Waistcoats have been flying out of English shops in keeping with the hype over Gareth Southgate’s sartorial elegance as his young team attempts to make it to a rare World Cup final.

Gareth Southgate has caught the eye in Russia as much for his sartorial elegance as his success with his young team.   -  AP

Around 32 million people across Britain are expected to tune in on Wednesday hoping Gareth Southgate can steer England into the World Cup final for the first time in 52 years.

The manager has caught the eye in Russia as much for his sartorial elegance as his success with his young team, lead on the pitch by tournament top-scorer Harry Kane.

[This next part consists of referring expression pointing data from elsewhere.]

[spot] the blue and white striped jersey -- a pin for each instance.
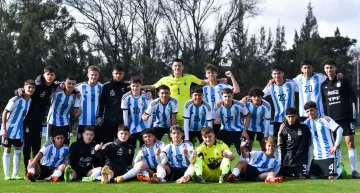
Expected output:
(322, 136)
(148, 156)
(196, 117)
(177, 159)
(89, 102)
(133, 108)
(162, 112)
(260, 119)
(263, 163)
(213, 94)
(310, 90)
(230, 118)
(61, 105)
(283, 97)
(17, 108)
(53, 156)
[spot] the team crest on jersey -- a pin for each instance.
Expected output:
(112, 93)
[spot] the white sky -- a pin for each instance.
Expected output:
(330, 14)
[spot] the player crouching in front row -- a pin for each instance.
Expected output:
(259, 165)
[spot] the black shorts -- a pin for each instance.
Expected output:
(348, 127)
(297, 171)
(325, 167)
(195, 134)
(175, 174)
(231, 137)
(64, 129)
(251, 174)
(259, 135)
(7, 142)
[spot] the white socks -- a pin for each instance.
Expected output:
(6, 163)
(352, 157)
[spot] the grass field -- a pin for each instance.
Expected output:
(289, 185)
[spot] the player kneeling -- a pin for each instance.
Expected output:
(52, 155)
(119, 155)
(82, 158)
(259, 165)
(211, 159)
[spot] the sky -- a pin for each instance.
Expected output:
(330, 14)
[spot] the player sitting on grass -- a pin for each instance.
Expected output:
(82, 157)
(119, 155)
(258, 165)
(148, 160)
(11, 131)
(211, 159)
(52, 155)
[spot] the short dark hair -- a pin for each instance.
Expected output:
(29, 82)
(89, 128)
(135, 80)
(277, 68)
(207, 130)
(329, 61)
(176, 127)
(147, 131)
(310, 104)
(211, 67)
(123, 127)
(49, 69)
(306, 62)
(197, 89)
(177, 60)
(163, 87)
(70, 77)
(227, 91)
(118, 67)
(256, 91)
(291, 111)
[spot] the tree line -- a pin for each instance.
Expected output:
(145, 35)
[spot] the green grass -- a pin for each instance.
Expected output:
(289, 185)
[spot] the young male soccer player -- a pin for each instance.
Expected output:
(164, 109)
(260, 119)
(322, 130)
(52, 155)
(294, 143)
(89, 102)
(110, 113)
(62, 102)
(134, 105)
(197, 115)
(119, 155)
(229, 112)
(81, 157)
(148, 161)
(211, 159)
(340, 102)
(12, 129)
(259, 165)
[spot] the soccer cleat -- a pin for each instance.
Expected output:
(104, 174)
(355, 174)
(119, 179)
(67, 174)
(273, 180)
(88, 179)
(198, 178)
(7, 177)
(30, 176)
(16, 177)
(232, 178)
(51, 179)
(142, 177)
(183, 180)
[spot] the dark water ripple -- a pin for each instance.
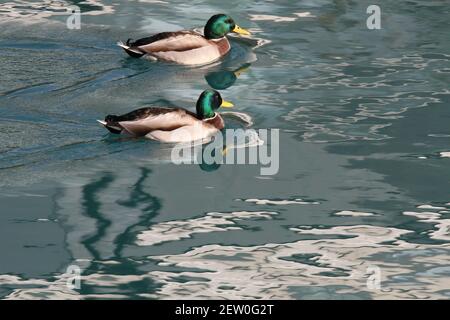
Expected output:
(364, 150)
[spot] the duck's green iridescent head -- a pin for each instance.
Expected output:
(208, 102)
(219, 25)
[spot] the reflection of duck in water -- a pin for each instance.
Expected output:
(223, 79)
(188, 47)
(172, 124)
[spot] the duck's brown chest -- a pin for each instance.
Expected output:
(216, 122)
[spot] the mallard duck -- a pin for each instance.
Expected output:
(188, 47)
(172, 124)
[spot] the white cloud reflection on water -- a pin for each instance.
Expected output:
(336, 265)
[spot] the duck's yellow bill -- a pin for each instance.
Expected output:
(227, 104)
(240, 30)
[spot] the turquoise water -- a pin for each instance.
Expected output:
(363, 182)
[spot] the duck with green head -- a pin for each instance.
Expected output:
(172, 124)
(188, 47)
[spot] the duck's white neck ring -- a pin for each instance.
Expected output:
(212, 118)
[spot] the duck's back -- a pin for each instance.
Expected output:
(142, 121)
(183, 47)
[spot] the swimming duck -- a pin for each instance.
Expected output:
(188, 47)
(172, 124)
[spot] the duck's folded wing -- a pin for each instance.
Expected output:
(170, 41)
(146, 120)
(183, 134)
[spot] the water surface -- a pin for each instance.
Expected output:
(364, 163)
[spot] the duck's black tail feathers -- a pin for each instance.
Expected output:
(132, 51)
(111, 124)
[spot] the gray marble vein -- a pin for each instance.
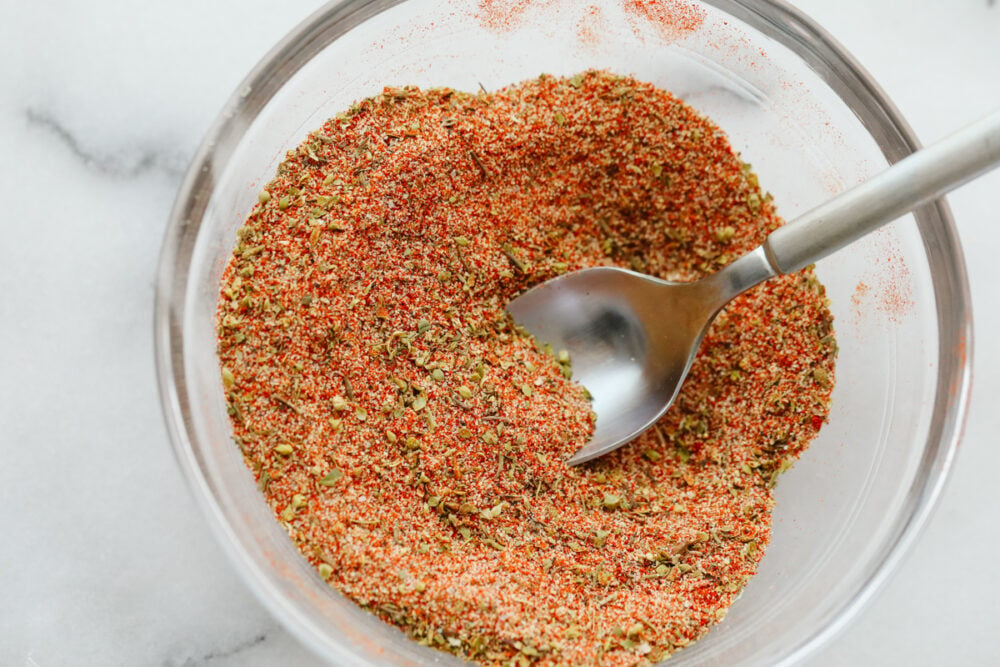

Waistcoats have been flying out of the shops. Doncaster Council, in the north of England, even hoisted a waistcoat on its flagpole and the Sun newspaper called on fans to wear one on #WaistcoatWednesday.

Football fever

Excitement is nearing fever pitch ahead of the clash with Croatia in Moscow at 1800 GMT.

Such is the interest in England's first World Cup semifinal since 1990 that the system crashed when London Mayor Sadiq Khan announced 30,000 free tickets would be made available to watch the game in Hyde Park via a ballot.

PREVIEW: Young, worldly-wise England braces up for Croatia challenge

All over the country, similar mass screenings are planned as England attempts to reach just the second World Cup final in its history. Three thousand fans in Nottingham will be able to watch the match in Nottingham Castle.

Lots of beer

Football-watching in Britain often goes hand-in-hand with drinking and pub landlords are licking their lips ahead of the match. The British Beer and Pub Association predicts no fewer than 10 million extra pints will be served during the match, delivering a boost to the national economy of up to GBP 30 million (USD 40 million).

Police has warned fans to behave, listing more than 300 incidents of “significant disorder” that occurred after Saturday's victory over Sweden. “Shops were damaged, people were abused and assaulted and others climbed on buses and cars, causing damage to vehicles and in some cases, themselves,” said Mark Roberts, head of football policing for The National Police Chiefs' Council.


“We want people to celebrate and enjoy themselves but not at the expense of law-abiding fans and emergency services' resources.”

Lower traffic

Roads will empty during the match, the winner of which will face France in Moscow on Sunday. “When England played Colombia, we noticed traffic levels drop by about a third so we're anticipating similar on Wednesday,” said Frank Bird, an emergency planning officer at Highways England.

“If you're on the road please drive safely and keep your focus on the journey. And then we look forward to doing it all again on Sunday!”